Os trabalhadores da TAP manifestam-se hoje contra os violentos cortes nos empregos, nos vencimentos e nos aviões da empresa. Essas medidas de emagrecimento da companhia vêm tarde – se tivessem sido tomadas uns anos mais cedo, seriam certamente menos severas.
Em maio deste ano o ministro Pedro Nuno Santos disse que a dívida da TAP ascendia a 3,3 mil milhões de euros (contando com os contratos de “leasing”). No mês seguinte a Comissão Europeia (CE) aprovou o apoio do Estado português de 1.200 milhões de euros à TAP, para responder a "necessidades imediatas de liquidez". Mas com condições para o seu reembolso: a TAP terá de obter resultados operacionais positivos em 2023 e gerar retorno para pagar dívidas em 2025. O Orçamento do Estado para 2021 prevê ainda a injeção de mais 500 milhões de euros na TAP.
Há dias soube-se que nos primeiros nove meses deste ano a TAP registou 700 milhões de euros de prejuízo. Dir-se-á que, por causa da pandemia, que reduziu brutalmente o número de viagens aéreas, todas as companhias de aviação sofreram prejuízos. Só que os prejuízos da TAP não são apenas os de agora – vêm muito de trás.
A empresa só teve lucros estáveis quando tinha acesso privilegiado às então colónias. Depois disso, ou seja, depois de 1974, os anos com lucro passaram a ser exceções.

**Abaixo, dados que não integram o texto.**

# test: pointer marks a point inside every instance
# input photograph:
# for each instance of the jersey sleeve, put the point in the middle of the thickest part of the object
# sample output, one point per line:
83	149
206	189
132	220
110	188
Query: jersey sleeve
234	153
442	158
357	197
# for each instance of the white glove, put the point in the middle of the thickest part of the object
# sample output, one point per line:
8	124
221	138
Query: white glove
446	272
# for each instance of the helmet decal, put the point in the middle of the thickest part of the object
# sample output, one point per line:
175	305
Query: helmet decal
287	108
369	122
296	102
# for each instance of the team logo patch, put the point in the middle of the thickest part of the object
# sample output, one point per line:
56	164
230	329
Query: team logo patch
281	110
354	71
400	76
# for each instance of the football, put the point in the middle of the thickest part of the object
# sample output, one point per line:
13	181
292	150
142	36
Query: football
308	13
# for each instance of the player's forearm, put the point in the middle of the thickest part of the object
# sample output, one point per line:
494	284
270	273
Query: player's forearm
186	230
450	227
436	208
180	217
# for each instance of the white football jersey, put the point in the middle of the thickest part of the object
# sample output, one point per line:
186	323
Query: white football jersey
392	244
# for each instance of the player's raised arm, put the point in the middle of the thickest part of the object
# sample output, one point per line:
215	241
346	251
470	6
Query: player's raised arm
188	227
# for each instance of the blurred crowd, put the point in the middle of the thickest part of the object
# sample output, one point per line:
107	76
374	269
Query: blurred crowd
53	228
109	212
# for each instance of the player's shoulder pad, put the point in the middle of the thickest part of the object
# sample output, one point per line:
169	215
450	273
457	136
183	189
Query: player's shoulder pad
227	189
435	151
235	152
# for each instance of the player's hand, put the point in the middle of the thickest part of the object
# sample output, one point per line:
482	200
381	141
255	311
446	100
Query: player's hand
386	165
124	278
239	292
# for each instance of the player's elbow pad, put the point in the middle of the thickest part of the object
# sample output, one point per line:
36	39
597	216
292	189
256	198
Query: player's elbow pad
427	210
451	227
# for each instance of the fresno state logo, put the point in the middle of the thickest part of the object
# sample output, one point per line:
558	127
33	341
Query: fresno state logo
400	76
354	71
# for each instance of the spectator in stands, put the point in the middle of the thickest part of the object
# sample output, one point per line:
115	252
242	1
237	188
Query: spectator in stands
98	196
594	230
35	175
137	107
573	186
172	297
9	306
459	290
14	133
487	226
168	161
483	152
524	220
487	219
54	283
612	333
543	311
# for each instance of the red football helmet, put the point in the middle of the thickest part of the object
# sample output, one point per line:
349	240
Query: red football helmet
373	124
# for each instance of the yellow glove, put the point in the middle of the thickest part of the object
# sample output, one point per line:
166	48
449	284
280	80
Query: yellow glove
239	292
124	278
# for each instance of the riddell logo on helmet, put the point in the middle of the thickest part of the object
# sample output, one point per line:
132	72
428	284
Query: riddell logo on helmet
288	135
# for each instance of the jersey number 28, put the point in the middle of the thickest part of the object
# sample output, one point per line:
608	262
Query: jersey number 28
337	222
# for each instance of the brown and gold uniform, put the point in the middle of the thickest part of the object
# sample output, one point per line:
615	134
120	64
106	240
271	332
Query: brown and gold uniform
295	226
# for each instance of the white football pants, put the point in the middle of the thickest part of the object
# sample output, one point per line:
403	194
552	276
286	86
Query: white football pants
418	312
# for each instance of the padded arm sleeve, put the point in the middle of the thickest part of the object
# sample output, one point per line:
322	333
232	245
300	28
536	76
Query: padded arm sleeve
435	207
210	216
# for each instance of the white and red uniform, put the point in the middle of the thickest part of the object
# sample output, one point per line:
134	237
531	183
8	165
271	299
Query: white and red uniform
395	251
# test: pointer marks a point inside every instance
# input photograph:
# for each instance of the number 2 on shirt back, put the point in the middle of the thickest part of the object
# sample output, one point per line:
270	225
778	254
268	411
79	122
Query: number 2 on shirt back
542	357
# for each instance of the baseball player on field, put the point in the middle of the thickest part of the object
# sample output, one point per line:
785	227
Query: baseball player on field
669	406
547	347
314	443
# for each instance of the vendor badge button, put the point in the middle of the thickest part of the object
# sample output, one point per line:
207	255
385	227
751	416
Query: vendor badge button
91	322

Ora ainda não se conhece o plano de reestruturação da TAP. Como será que uma TAP mais pequena dará lucros, nomeadamente aqueles que a CE exige? Podem avançar-se os números que se quiserem, mas fundamentá-los será extremamente difícil.
Desde logo, porque ninguém sabe quando a pandemia nos deixará em paz. E, mesmo depois disso, é altamente incerto quando voltarão os turistas a viajar de avião nas quantidades maciças anteriores à covid19. Acresce que a TAP no passado não conseguiu estabelecer uma ligação com outra companhia aérea de bandeira, apesar das tentativas feitas. Ligações que várias empresas europeias de aviação fizeram.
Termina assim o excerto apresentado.